The X Factor

Appointments in the global design calendar, recent or planned, emphasise the importance of context. And they make us realise that it is the uniqueness of the experience that makes the difference

BAUX by Morag Myerscough, Clerkenwell Design Week 2023 – Photo © Sam Frost

In the world of design, as in any form of culture, the circulation of ideas is a fundamental element. And it follows its own calendar, ritualised by custom (having fixed points is useful) but actually evolving.

The last few weeks have seen NYCxDesign, a diffuse festival with the dual ICFF + WantedDesign Manhattan trade fair at its centre, and London’s Clerkenwell Design Week. In both cases, the urban fabric was an integral part of the event’s appeal. In New York it was a time to take stock of the retail geography (which is increasingly moving from SoHo to Madison Avenue). In London, it was confirmation of the potential of an entire district with a formidable concentration of showrooms, practically an open-air fair: here, the number of registered visitors increased by 50% compared to the 2022 edition, and even if the organisers did not divulge any reference numbers, the presence of an interested public was massive and clearly perceptible.

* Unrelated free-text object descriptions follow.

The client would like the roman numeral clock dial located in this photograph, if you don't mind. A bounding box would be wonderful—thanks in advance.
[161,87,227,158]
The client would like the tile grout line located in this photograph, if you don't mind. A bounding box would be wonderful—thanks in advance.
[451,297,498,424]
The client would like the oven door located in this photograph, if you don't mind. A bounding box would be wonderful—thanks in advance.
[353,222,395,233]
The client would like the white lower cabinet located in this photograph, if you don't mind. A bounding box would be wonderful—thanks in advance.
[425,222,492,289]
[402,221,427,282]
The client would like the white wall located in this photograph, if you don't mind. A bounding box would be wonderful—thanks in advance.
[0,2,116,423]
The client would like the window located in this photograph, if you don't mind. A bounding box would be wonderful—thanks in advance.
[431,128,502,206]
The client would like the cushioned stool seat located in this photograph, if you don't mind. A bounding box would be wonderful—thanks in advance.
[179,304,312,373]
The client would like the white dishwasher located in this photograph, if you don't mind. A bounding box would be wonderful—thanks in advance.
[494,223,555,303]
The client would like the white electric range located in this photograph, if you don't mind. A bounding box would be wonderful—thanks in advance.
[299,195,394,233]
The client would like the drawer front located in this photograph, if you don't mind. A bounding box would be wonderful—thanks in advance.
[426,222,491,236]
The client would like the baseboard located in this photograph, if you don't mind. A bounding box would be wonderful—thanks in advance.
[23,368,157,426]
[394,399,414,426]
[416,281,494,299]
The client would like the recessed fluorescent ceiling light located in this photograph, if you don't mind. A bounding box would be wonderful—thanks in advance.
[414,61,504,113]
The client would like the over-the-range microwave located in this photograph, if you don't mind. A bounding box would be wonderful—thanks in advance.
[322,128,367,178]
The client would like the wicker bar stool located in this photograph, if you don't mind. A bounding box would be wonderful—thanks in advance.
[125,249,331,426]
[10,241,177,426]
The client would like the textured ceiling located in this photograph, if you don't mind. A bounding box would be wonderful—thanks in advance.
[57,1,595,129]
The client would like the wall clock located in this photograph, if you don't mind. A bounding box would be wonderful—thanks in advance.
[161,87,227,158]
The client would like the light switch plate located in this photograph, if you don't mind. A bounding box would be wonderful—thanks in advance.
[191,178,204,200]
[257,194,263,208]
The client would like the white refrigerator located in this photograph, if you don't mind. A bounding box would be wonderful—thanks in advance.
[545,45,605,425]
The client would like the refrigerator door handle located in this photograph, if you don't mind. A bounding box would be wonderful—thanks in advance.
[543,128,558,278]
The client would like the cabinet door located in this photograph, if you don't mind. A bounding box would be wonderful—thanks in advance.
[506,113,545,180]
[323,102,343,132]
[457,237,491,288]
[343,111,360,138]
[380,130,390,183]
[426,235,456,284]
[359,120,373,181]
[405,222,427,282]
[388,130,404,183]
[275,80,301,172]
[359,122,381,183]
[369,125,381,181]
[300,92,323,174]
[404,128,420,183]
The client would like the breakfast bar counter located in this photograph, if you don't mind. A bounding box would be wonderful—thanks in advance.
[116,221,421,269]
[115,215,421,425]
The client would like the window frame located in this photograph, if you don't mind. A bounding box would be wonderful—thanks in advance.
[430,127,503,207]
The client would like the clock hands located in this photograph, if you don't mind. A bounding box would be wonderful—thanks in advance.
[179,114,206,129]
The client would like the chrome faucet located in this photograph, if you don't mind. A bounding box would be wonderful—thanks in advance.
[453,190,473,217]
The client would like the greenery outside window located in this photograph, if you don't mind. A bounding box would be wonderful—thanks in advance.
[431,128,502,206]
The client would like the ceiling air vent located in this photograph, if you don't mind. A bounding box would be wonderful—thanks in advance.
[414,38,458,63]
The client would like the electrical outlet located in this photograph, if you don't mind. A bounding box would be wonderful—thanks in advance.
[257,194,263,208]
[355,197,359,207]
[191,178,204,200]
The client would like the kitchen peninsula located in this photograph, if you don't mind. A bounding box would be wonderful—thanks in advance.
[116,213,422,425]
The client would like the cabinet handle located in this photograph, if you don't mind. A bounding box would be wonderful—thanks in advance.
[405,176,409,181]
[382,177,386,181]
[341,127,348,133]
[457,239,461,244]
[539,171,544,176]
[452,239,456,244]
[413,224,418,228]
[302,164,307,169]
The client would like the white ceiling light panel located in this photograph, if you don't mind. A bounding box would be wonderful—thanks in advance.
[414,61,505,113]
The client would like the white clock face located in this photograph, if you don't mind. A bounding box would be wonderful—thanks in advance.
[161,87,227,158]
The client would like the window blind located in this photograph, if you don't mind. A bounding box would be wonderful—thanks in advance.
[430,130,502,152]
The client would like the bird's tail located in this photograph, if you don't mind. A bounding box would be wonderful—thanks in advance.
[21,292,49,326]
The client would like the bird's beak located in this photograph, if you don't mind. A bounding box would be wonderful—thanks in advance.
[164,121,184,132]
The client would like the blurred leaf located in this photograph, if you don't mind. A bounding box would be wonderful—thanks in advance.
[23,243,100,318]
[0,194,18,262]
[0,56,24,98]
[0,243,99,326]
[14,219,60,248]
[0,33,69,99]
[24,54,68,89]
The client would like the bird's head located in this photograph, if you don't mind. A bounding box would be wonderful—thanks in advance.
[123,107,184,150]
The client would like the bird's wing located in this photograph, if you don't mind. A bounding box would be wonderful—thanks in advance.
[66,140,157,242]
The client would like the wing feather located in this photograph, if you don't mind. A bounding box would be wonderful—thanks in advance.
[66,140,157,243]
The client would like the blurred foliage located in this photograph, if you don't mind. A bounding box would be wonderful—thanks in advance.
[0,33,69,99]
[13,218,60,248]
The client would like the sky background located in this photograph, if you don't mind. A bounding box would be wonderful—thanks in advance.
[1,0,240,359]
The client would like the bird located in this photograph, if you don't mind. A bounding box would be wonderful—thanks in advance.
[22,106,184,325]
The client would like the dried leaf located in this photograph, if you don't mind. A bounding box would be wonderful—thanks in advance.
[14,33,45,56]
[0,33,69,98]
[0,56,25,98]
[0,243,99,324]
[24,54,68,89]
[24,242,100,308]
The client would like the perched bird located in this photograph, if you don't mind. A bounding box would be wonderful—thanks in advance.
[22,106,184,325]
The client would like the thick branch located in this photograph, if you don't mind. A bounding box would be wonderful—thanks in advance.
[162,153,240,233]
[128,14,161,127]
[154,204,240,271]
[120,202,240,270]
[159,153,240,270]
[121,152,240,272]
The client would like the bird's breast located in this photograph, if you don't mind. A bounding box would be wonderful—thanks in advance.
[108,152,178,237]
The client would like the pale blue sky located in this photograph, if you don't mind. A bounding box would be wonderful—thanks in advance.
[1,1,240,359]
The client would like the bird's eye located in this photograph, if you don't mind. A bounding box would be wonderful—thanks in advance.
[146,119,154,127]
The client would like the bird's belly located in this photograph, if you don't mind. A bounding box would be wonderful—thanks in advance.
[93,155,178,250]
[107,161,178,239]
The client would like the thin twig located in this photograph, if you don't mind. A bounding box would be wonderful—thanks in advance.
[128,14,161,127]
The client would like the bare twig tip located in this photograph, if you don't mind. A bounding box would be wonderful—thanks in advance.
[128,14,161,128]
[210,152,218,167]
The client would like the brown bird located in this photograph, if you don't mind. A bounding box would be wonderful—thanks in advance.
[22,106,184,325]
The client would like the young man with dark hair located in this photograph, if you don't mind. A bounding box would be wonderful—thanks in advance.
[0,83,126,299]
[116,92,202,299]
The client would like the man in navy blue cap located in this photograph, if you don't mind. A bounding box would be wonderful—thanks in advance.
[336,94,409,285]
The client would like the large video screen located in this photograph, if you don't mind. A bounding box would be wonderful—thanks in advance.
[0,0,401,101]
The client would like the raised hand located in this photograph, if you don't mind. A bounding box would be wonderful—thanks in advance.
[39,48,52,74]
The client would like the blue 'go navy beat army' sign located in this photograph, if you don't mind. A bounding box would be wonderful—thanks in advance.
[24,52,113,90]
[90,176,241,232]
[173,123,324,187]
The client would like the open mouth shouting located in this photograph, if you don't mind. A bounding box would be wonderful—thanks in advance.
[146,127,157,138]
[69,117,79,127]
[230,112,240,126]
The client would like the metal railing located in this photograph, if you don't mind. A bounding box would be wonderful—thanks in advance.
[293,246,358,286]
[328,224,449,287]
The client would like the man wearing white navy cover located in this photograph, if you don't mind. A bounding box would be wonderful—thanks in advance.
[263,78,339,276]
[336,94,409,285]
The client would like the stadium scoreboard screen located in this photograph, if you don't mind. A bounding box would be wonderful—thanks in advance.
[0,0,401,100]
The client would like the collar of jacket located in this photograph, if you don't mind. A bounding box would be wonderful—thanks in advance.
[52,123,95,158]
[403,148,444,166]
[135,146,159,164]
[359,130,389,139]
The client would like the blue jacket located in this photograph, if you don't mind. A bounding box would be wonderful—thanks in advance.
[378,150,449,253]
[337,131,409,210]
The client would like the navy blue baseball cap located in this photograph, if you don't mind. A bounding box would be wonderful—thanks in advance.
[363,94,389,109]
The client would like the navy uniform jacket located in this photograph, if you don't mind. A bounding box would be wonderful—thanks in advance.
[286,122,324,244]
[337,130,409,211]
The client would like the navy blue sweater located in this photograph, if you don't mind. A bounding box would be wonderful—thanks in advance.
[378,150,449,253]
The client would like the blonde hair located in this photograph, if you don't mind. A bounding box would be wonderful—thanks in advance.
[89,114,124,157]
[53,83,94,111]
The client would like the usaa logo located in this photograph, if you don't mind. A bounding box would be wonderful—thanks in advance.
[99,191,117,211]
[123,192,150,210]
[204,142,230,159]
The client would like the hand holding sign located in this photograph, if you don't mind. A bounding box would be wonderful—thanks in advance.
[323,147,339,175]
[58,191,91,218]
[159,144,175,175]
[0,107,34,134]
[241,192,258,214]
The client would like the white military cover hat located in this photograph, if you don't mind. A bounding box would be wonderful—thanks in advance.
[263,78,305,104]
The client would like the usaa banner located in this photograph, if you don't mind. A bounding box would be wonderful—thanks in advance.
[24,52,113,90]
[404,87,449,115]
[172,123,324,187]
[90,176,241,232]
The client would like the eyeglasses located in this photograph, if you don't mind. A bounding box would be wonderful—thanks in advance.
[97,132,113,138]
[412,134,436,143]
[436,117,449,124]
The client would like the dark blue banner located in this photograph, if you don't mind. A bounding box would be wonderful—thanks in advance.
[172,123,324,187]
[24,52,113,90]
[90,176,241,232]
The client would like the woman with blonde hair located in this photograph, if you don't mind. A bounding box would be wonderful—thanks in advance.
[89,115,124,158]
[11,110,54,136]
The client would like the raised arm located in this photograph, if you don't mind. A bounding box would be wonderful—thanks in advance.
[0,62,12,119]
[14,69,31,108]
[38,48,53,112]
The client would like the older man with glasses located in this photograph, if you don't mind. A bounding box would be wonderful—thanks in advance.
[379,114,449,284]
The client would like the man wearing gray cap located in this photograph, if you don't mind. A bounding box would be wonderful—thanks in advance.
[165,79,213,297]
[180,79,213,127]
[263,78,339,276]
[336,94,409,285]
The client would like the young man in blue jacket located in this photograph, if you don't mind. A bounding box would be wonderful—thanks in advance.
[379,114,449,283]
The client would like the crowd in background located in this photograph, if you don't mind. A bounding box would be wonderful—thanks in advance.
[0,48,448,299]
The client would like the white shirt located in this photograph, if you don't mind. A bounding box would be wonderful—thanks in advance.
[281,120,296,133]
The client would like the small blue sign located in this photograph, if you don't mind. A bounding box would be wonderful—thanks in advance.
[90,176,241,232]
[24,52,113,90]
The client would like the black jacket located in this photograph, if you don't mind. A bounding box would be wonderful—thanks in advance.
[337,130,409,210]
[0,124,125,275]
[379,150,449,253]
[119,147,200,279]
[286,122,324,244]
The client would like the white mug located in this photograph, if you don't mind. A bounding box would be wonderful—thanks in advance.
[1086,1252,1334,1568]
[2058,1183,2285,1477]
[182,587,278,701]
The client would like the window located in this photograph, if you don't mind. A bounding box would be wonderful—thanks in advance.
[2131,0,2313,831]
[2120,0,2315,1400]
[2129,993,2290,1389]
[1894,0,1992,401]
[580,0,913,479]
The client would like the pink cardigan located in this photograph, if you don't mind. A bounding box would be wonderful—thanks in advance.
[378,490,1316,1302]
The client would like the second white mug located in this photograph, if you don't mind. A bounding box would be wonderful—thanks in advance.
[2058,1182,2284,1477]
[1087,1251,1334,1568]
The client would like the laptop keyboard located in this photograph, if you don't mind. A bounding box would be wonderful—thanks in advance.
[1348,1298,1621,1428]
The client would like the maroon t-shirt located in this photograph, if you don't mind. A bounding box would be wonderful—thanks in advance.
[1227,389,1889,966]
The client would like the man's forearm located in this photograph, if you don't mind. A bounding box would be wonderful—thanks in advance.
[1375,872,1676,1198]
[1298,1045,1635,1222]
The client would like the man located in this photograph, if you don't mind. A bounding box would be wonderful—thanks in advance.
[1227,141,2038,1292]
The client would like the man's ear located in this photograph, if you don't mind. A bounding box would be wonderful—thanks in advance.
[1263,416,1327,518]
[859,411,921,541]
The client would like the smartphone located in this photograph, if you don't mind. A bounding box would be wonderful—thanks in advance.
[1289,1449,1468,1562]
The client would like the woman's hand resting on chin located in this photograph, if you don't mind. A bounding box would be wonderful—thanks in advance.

This, again, brings to the fore the theme of how these moments of encounter and exchange are evolving. The first week of June will see, almost overlapping, two very different appointments: in Cologne, imm (4 – 7, 727 exhibitors), in an unusual location, a trade fair with a traditional setting. And in Copenhagen 3daysofdesign (7 – 9, 280 exhibitors), celebrating its tenth edition and featuring the entire city, divided into 13 districts.

Ruben Modigliani - Photo © Valentina Sommariva
Ruben Modigliani – Photo © Valentina Sommariva

The latter has attracted a lot of attention in recent years, also – an important detail – from companies. “We chose to participate with the aim of gaining more visibility on the Scandinavian market,” explains Nicola Coropulis, CEO of Poltrona Frau, one of the newcomers to this edition. “Moreover, the fact that it is not a traditional trade fair but in fact a large kermesse in which the typical methods of a trade fair event are combined with that of a cultural event is a formula that seemed interesting to us, to say the least”.

“Today what counts, first and foremost, is the experience that is offered to the visitor,” Coropulis continues. “This is no longer just seeing products lined up in a series of pavilions, but experiencing the cultural, artistic and design input of the place where the event takes place. We Italians have been somewhat the forerunners of this approach. The success of the Fuorisalone – which, let us not forget, exists because there is the Salone – has pointed the way to an increasingly pervasive osmosis between the living energies of a city and the possible interlocutors of the design world. But not only that”.

It is the ‘X factor’, where X stands for Experience. A factor that could indicate new avenues to explore, in search of the ‘Coachella effect’ mentioned in an article on the imm website: multidiscipliarity, contamination between different disciplines, openness. One could be to explore the emotional dimension of space design at the Prague Quadrennial of Performance design and Space (8-18 June): those scenic venues that really create the experience by channelling emotions.